Карпов вспомнил Верцинского и задумался.

— Я наблюдаю их здесь, в лазарете, — сказала Рита, — кроме того, у меня шесть братьев. Знаете, Алексей Павлович, страшно становится. Все лучшее погибло на полях Пруссии и Галиции ради спасения Франции. Вот неделю тому назад мы хоронили штабс-капитана Никольского. Какой это был офицер! И сколько таких мы схоронили. У меня брат офицер Лейб-гвардии Егерского полка — он мне говорил, что не узнает полка. Восемьдесят процентов новых людей, прапорщики ускоренных выпусков, из студентов и гимназистов, люди, совершенно не имеющие гвардейских традиций. И так везде! Здесь стоят запасные батальоны гвардии; я вижу офицеров — я молода, неопытна, но я вижу, что это не то. Как позволяют они себе говорить про священную особу Государя, как ведут себя на железной дороге и в трамваях. Я гляжу, и мне страшно. А что, если это начало конца? О, никогда, никогда, что бы ни случилось, я их не покину. Мой прадед завещал мне безпредельную преданность — и с нею я умру.

— Рита, — звонким грудным голосом сказала Ольга Николаевна, — что вы там шепчетесь с Карповым? Идите играть в рубль.

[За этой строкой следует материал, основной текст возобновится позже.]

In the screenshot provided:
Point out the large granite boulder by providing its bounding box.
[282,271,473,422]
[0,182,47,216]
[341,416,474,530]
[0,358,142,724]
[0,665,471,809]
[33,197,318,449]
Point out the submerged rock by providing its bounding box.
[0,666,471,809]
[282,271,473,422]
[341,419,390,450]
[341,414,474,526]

Офицеры и великие княжны сели за стол.

— Карпов, идите сюда, — позвала его Татьяна Николаевна, и Алеша почувствовал, как горячая кровь хлынула по его телу, и покраснел до корня волос. Он сел рядом с ней.

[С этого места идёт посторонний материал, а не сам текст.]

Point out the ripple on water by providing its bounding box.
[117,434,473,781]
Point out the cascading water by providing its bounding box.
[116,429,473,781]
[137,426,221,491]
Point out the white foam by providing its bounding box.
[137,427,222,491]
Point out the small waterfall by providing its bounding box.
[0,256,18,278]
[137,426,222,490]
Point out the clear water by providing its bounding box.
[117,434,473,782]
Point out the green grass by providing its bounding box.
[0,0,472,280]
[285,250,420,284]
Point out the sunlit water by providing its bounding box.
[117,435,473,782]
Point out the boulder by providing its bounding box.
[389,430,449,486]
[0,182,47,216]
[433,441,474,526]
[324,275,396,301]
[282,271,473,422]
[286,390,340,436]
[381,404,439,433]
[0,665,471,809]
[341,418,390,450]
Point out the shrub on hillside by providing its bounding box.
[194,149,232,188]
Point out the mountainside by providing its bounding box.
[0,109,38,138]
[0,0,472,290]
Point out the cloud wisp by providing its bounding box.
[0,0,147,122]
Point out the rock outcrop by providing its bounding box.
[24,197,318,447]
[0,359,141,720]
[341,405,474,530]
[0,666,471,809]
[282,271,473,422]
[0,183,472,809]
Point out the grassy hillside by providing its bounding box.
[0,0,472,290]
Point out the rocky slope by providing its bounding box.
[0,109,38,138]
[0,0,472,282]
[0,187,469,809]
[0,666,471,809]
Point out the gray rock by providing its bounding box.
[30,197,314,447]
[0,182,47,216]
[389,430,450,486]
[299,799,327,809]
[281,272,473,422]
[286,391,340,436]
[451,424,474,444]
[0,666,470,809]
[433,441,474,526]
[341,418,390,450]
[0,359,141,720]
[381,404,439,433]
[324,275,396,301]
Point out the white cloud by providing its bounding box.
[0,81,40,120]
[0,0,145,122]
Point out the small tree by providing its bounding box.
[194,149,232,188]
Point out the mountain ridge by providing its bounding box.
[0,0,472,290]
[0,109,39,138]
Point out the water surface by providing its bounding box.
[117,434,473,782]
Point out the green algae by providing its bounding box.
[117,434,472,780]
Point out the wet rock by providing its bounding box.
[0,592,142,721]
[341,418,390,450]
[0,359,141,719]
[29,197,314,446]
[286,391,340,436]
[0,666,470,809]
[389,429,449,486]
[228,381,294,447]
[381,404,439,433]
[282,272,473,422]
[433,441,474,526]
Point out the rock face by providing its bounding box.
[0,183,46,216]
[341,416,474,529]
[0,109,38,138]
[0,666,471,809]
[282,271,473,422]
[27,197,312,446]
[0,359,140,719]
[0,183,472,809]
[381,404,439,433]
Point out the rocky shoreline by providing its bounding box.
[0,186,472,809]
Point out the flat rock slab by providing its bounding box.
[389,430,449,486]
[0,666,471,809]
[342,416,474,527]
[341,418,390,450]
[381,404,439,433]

У всех играющих руки были под столом. Один молодой поручик гвардейского пехотного полка, раненный в руку и уже совершенно оправившийся, внимательно следил за лицами и за движениями плеч играющих, стараясь угадать, у кого из них в руках остановился серебряный рубль. Сидевшие за столом нарочно толкали друг друга, перешептывались, делая вид, что стараются незаметно передать рубль через соседа, чтобы ввести в заблуждение отгадчика.

— Карпов, у вас, — крикнул отгадчик, но Карпов проворно поднял свои руки и показал пустые ладони.

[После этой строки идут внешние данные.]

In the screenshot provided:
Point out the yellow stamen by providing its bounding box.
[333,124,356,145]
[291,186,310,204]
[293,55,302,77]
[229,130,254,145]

Алеша знал, что рубль давно находится в мягких и нежных пальчиках Татьяны Николаевны и что, по молчаливому соглашению между ними, он никуда дальше не пойдет. Было страшно, если отгадчик назовет имя Татьяны Николаевны. Тогда для Карпова пропадет все обаяние нагретого милыми ручками рубля. Оба, Татьяна Николаевна и Алеша, сидели с сильно бьющимися сердцами, и пустая игра вдруг получила для них какую-то особую, непонятную им самим важность. Но отгадчик подумал, что, если он был близок к тому, чтобы угадать, то теперь рубль уже ушел куда-либо далеко в сторону. Он оглянул стол, стараясь по веселым раскрасневшимся лицам угадать, у кого притаился рубль.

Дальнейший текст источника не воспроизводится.